Although the poliovirus is ancient, large outbreaks of poliomyelitis were unheard of until the end of the 19th century. Major waves of infection began to break over parts of the US most summers after 1916, usually sickening children. There was – and still is – no treatment beyond supportive care. In most cases, the virus caused fleeting symptoms, but about one in 200 patients suffered irreversible paralysis. If the breathing muscles were affected, patients faced death by suffocation – there was little doctors could do to help.
Then, in the late 1920s, a Harvard engineer and industrial hygienist called Philip Drinker visited the Boston’s Children’s Hospital to consult on a climate-control question. He passed through a ward which housed children dying of polio-induced respiratory failure. “He could not forget the small blue faces, the terrible gasping for air,” wrote his sister Catherine Drinker Bowen later. It occurred to Drinker that he might have something to offer them: alongside a physician colleague called Louis Agassiz Shaw, he had been trialling a machine for the artificial resuscitation of gas poisoning and electric shock victims.
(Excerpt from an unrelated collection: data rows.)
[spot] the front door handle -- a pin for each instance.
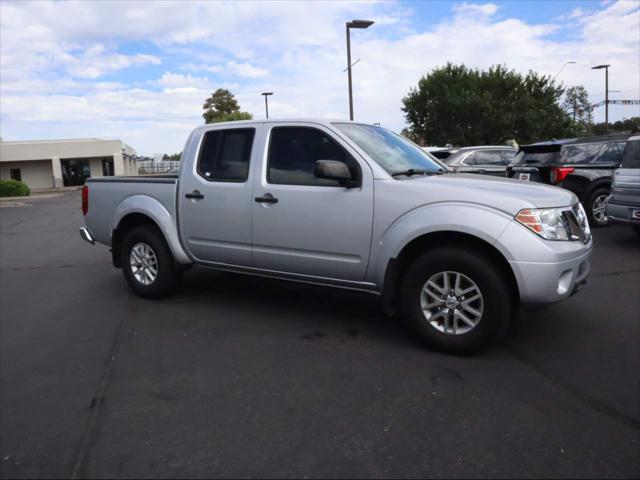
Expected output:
(266, 198)
(196, 195)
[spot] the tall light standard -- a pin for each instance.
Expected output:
(266, 103)
(606, 94)
(570, 62)
(349, 25)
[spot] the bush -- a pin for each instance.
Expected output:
(13, 188)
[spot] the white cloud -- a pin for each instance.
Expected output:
(486, 9)
(252, 47)
(245, 69)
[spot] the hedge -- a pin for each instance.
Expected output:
(13, 188)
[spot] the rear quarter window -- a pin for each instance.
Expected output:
(631, 155)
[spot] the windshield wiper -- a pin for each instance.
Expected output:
(409, 172)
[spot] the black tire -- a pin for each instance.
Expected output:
(589, 205)
(167, 276)
(493, 283)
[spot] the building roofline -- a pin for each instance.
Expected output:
(66, 140)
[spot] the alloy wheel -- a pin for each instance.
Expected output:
(144, 264)
(452, 303)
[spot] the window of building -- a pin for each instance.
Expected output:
(225, 155)
(293, 152)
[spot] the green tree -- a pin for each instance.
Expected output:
(222, 106)
(576, 103)
(462, 106)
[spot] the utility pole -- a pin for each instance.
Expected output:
(266, 103)
(606, 94)
(353, 24)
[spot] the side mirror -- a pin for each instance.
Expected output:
(334, 170)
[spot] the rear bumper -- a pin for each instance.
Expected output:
(543, 283)
(86, 235)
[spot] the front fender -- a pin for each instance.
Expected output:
(478, 220)
(156, 211)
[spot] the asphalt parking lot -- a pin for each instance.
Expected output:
(243, 377)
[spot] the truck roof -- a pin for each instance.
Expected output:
(322, 121)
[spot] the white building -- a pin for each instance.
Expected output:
(43, 164)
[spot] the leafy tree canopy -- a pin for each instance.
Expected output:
(222, 106)
(462, 106)
(576, 103)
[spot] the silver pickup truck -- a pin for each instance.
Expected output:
(353, 206)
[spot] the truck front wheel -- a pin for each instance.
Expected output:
(147, 263)
(457, 301)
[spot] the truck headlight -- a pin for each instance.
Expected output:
(546, 222)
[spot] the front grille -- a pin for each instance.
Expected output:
(577, 224)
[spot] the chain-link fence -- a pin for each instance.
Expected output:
(150, 167)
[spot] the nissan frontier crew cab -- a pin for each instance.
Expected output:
(353, 206)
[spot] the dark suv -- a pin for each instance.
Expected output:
(583, 165)
(485, 160)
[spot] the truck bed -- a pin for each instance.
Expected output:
(108, 196)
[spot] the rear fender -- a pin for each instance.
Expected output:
(156, 211)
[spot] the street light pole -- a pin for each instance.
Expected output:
(570, 62)
(349, 25)
(606, 94)
(266, 103)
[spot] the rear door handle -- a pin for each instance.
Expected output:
(194, 195)
(266, 198)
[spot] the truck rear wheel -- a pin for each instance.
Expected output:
(147, 263)
(458, 302)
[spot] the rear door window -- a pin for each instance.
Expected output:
(225, 155)
(611, 154)
(293, 152)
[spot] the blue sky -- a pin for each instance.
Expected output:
(139, 71)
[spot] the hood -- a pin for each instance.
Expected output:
(504, 194)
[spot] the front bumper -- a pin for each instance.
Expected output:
(621, 213)
(543, 283)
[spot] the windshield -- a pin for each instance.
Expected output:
(540, 158)
(391, 151)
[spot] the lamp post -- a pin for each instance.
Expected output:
(266, 103)
(570, 62)
(606, 94)
(349, 25)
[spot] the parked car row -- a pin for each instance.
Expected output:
(585, 166)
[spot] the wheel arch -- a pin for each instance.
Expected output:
(144, 210)
(397, 266)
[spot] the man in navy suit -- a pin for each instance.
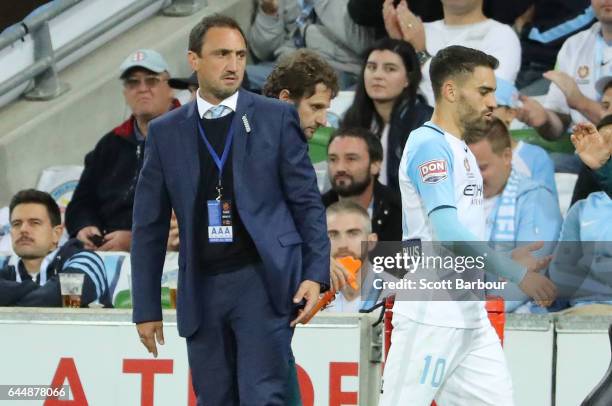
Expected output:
(253, 243)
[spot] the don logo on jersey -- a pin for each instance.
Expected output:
(433, 171)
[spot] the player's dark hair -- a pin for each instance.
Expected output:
(455, 61)
(37, 197)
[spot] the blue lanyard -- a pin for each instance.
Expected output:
(600, 45)
(219, 162)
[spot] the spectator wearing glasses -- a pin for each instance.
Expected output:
(100, 212)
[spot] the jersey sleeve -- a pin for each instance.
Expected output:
(430, 169)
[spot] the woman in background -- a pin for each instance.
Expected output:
(386, 101)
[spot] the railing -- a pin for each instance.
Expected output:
(43, 70)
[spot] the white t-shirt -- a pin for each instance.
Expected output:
(436, 170)
(489, 36)
(490, 204)
(383, 177)
(585, 57)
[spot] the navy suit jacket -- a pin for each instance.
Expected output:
(275, 192)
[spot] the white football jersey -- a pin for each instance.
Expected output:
(439, 170)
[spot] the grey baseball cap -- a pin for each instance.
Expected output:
(144, 58)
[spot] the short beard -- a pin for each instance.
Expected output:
(355, 188)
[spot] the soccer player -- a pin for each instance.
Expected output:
(447, 350)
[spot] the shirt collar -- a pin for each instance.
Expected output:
(203, 106)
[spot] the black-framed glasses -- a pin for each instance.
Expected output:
(149, 81)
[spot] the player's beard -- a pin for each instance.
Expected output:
(352, 188)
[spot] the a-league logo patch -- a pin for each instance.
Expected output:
(433, 171)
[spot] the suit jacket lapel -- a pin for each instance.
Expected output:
(244, 109)
(188, 134)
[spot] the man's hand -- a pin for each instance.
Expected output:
(411, 26)
(269, 7)
(591, 146)
(339, 275)
(532, 113)
(536, 286)
(310, 291)
(173, 235)
(568, 86)
(117, 241)
(84, 235)
(149, 332)
(390, 18)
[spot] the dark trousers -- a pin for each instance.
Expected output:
(240, 353)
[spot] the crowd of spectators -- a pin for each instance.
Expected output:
(554, 73)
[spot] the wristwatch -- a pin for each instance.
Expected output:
(423, 56)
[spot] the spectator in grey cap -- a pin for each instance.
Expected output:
(100, 212)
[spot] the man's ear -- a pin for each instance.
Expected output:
(507, 155)
(284, 95)
(450, 91)
(375, 167)
(372, 241)
(194, 60)
(57, 234)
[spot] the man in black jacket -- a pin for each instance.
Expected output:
(100, 212)
(33, 280)
(354, 157)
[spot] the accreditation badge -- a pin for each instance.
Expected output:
(220, 221)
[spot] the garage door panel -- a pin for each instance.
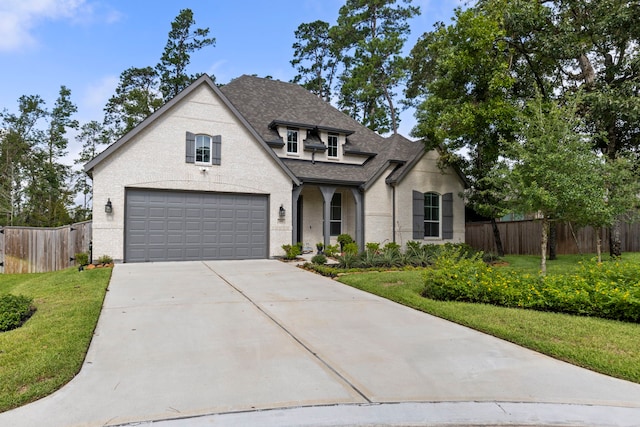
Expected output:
(171, 225)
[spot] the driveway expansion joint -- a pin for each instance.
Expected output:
(295, 338)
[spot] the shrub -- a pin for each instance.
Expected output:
(331, 250)
(14, 311)
(344, 239)
(351, 248)
(600, 290)
(319, 259)
(372, 247)
(105, 259)
(82, 258)
(348, 260)
(291, 251)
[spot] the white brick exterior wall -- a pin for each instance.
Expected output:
(155, 159)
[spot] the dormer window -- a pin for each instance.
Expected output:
(332, 145)
(292, 141)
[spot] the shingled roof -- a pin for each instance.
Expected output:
(263, 102)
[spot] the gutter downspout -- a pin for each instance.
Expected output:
(393, 212)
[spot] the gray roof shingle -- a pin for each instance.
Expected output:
(263, 102)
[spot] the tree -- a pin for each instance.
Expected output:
(176, 56)
(92, 135)
(372, 33)
(315, 58)
(19, 137)
(461, 84)
(137, 97)
(566, 45)
(554, 171)
(48, 183)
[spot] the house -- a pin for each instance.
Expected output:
(235, 172)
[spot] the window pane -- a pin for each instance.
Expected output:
(292, 141)
(431, 215)
(332, 146)
(203, 149)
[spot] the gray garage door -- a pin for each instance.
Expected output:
(180, 226)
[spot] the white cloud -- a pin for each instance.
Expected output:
(18, 18)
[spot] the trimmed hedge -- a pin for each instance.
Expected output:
(609, 290)
(14, 311)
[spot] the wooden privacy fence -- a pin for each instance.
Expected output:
(39, 250)
(523, 237)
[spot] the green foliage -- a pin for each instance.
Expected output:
(344, 238)
(319, 259)
(602, 290)
(372, 247)
(182, 41)
(351, 248)
(82, 258)
(14, 311)
(291, 251)
(105, 259)
(332, 250)
(315, 58)
(371, 36)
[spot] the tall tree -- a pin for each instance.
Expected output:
(48, 187)
(17, 144)
(554, 171)
(315, 58)
(594, 46)
(177, 53)
(92, 135)
(372, 33)
(461, 84)
(137, 97)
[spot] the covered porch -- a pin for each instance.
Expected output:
(321, 212)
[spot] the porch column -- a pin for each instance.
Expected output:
(295, 194)
(357, 197)
(327, 195)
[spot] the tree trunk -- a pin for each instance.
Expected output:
(553, 242)
(496, 237)
(599, 244)
(543, 246)
(615, 242)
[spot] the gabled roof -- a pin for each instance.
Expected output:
(203, 80)
(266, 103)
(263, 104)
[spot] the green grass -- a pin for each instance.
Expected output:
(605, 346)
(48, 350)
(564, 263)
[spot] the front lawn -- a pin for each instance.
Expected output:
(48, 350)
(606, 346)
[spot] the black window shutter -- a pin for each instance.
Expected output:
(447, 216)
(190, 148)
(216, 150)
(418, 215)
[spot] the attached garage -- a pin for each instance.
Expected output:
(183, 225)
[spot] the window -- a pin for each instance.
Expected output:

In 1928, the pair tested a prototype iron lung on an eight-year-old polio patient. The little girl was unconscious from lack of oxygen when they pushed her body in through the open end of what looked like an angular submarine. Her head rested on a cushion outside the mouth of the tube, at atmospheric pressure. A flexible collar created a seal at her throat, and a mechanical, electrically powered bellows forced the air pressure inside the sealed tube to rise, then fall, rhythmically. As it pumped, her chest expanded and contracted; her lungs inflated and emptied. The girl woke up. When she died 122 hours later, the autopsy revealed the cause was a secondary pneumonia unrelated to the machine. “During the time that the child was in the respirator, she was able to talk, sleep, and take nourishment while the pumps were running,” Drinker and Shaw wrote in their 1929 report.
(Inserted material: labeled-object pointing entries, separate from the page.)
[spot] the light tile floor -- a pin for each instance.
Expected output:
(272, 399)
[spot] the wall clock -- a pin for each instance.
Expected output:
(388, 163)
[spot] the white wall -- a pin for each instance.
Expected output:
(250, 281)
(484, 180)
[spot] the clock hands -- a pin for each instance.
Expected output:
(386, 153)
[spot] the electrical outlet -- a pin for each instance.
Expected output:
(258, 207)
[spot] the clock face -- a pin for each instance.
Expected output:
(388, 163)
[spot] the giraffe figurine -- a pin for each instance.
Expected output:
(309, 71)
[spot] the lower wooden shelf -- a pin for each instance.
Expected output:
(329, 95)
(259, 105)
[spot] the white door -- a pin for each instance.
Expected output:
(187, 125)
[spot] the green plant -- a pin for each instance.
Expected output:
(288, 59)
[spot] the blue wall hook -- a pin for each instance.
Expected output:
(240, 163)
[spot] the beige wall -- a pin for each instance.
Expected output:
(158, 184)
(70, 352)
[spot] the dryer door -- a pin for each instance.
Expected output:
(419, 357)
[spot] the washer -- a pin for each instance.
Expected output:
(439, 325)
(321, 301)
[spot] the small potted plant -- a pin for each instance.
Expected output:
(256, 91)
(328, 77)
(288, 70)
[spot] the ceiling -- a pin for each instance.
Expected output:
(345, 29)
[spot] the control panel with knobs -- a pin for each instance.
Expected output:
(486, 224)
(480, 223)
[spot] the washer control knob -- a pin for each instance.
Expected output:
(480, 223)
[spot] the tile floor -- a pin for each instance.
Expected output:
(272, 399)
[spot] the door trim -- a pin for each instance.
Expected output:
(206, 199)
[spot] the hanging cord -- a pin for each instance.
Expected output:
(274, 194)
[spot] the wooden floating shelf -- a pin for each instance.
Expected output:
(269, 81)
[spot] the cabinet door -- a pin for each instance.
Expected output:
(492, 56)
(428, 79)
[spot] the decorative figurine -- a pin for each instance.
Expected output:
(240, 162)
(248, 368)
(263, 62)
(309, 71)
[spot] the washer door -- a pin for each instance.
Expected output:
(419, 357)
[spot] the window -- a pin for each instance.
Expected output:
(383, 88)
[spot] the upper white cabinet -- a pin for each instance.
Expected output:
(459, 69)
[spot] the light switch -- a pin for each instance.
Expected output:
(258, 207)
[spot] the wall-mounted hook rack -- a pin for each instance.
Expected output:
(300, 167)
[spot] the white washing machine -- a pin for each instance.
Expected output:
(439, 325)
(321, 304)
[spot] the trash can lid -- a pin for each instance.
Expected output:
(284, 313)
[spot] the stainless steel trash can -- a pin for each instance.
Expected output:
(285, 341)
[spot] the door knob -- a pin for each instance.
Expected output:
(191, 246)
The machine was cumbersome and expensive – after a 1931 redesign by John Haven Emerson, slightly less cumbersome, a bit less expensive – but polio was spiking, and the need was grave. As early as 1939, 1,000 iron lungs were in active use in the US. Some iron lung patients didn’t make it. Many needed the assistance of the lung only until their bodies had fought off the virus and built back the strength. Others stayed longer. Babies were born in iron lungs, law degrees were earned, and, yes, murders were committed.
No question that life in an iron lung was hard. Simple inconveniences were magnified to bitter frustration – “If you laughed and made your eyes have tears they would trickle down to your ears and that was annoying because there was nothing you could do about it”, remembered one iron lung inmate – or even existential desperation. In 2008, 61-year-old Dianne Odell, of the last few surviving iron lung users in the United States, died in Tennessee as a result of a temporary power outage.
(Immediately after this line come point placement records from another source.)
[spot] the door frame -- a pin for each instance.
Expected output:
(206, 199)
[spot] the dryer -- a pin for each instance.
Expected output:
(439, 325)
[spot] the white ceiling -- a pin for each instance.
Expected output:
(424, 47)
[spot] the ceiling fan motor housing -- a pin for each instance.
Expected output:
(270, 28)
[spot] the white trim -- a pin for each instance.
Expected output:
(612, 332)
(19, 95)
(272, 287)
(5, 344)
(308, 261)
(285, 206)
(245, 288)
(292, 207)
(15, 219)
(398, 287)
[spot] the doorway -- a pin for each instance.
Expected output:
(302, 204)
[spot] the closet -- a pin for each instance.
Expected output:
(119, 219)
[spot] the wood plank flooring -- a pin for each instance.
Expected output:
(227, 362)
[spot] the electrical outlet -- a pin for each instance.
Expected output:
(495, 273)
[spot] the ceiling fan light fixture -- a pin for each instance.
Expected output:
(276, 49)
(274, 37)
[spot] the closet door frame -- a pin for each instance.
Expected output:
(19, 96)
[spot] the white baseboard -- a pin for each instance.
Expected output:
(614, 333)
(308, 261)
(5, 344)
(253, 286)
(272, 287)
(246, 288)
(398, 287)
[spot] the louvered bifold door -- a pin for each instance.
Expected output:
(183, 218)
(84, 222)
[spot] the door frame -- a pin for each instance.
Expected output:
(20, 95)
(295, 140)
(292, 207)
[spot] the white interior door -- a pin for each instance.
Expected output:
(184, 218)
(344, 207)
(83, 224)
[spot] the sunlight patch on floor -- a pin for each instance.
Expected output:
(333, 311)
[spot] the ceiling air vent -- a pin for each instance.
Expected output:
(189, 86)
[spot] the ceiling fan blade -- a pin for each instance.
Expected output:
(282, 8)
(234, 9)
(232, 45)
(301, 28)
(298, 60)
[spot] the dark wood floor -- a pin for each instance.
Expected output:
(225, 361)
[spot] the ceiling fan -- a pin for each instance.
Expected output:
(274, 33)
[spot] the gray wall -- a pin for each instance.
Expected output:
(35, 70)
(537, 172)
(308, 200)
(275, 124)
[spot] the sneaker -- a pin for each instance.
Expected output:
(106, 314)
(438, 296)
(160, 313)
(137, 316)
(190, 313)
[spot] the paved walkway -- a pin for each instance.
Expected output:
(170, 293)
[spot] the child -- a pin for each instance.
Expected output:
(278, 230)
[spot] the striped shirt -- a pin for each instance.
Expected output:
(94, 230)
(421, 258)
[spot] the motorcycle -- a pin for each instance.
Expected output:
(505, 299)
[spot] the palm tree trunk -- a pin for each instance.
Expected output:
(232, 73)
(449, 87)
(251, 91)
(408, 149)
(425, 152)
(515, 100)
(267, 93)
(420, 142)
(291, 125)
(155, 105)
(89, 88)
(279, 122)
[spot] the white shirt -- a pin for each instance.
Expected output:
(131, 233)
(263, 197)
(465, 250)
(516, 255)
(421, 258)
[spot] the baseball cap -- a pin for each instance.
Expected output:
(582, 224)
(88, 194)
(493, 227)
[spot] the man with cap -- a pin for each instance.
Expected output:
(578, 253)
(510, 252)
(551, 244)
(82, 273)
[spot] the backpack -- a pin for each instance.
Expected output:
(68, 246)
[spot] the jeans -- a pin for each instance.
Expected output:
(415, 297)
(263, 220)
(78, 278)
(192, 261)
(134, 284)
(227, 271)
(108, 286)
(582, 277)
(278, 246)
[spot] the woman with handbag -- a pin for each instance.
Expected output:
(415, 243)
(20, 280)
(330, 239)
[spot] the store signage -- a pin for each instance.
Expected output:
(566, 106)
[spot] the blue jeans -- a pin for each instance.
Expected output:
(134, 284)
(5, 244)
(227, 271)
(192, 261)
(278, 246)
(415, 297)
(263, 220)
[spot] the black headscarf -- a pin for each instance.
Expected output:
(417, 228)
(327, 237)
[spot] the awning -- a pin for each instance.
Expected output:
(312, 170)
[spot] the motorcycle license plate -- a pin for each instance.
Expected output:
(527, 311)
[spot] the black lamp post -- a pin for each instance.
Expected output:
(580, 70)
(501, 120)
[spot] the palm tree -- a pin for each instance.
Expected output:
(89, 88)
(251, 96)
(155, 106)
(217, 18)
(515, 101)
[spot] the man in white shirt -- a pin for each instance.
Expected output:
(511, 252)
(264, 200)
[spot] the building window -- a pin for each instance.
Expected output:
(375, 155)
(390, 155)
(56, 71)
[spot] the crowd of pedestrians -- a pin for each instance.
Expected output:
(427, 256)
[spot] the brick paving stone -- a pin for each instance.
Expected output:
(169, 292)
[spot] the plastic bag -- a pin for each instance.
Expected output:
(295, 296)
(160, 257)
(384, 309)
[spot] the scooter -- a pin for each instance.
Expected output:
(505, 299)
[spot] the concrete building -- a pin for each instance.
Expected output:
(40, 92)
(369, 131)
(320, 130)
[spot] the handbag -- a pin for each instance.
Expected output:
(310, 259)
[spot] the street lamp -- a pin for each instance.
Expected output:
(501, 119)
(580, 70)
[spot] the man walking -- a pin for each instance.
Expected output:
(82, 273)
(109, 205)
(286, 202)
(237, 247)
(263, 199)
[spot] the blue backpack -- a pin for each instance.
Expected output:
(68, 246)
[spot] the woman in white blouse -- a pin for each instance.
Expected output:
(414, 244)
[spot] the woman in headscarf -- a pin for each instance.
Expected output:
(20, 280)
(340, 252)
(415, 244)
Mona Randolph contracted polio in 1956, a year after Salk’s vaccine rolled out. She was 20, older than the main demographic of concern. By day three, she was in an iron lung, and there, recovered well: like many luckier survivors, she found that her enduring concern was limited mobility in one arm. But in the 1980s, her condition took a turn for the worse. Post-polio syndrome degraded her breathing, and, for the next several decades, she would return to the old iron lung, now years out of production, at night when her diaphragm was exhausted from the great effort of respiration. A year before she died in 2019, she told the Kansas City Star, “It’s a relief to get in, and it’s a relief to get out.”